Abstract

Children with asthma use significantly more health services than other children, yet the majority of their health care costs are for nonasthma services. The objective of this study was to measure the impact of asthma and specific upper respiratory comorbidities on the use and cost of health care by children. A population-based historical cohort study from January 1, 1992 to December 31, 1992 was conducted. Multiple visits for otitis media, sinusitis, and allergic rhinitis were considered comorbidities. The outcome measures were nonurgent outpatient care, pharmacy fills, urgent care visits, and hospital care along with the associated total costs. Children between ages 1 and 17 years were studied (n = 71,818).

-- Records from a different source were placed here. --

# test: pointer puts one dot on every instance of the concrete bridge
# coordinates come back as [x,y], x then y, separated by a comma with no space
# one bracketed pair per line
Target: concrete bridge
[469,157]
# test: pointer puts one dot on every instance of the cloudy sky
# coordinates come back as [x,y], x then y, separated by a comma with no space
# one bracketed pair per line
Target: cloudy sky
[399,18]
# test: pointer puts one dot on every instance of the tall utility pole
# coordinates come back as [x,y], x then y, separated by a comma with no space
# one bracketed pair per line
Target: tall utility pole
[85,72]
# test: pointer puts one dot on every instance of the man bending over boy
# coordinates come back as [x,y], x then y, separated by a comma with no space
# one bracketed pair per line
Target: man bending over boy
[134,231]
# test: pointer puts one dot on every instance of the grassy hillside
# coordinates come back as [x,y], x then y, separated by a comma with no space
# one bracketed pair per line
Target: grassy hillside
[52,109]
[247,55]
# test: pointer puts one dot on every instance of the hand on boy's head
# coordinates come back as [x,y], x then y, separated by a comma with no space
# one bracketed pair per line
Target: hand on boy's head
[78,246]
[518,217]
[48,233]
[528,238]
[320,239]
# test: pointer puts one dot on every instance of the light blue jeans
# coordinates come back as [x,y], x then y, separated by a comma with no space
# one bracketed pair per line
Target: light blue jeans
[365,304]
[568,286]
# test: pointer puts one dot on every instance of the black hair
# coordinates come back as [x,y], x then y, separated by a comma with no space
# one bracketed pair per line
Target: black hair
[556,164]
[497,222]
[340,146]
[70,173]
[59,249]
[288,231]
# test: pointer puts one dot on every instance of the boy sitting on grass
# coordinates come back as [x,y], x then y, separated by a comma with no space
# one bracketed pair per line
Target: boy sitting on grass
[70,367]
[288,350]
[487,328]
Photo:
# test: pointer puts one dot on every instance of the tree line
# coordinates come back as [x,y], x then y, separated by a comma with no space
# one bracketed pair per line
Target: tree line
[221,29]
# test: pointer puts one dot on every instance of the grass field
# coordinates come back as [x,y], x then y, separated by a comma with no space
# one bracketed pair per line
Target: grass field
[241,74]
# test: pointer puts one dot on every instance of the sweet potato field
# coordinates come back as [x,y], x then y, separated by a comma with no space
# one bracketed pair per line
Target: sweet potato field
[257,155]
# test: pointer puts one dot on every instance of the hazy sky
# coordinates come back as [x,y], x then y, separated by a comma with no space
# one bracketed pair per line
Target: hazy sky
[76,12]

Children with asthma were more likely than children without asthma to have a comorbidity (26% vs. 9%). Children with multiple visits for otitis media, sinusitis, and allergic rhinitis were 1.8, 4, and 12 times more likely, respectively, to have a diagnosis of asthma in the same year. Children with asthma had a 47% probability of being in the highest total cost quintile compared to a 29% likelihood once adjusted for comorbidities. Visits for otitis media, sinusitis, and particularly allergic rhinitis appear to be overrepresented in children with asthma and contribute to their high utilization rate. Once a high-risk cohort is identified, the needs of those children can be addressed through targeted, organized systems of care that may include guidelines or other disease management strategies.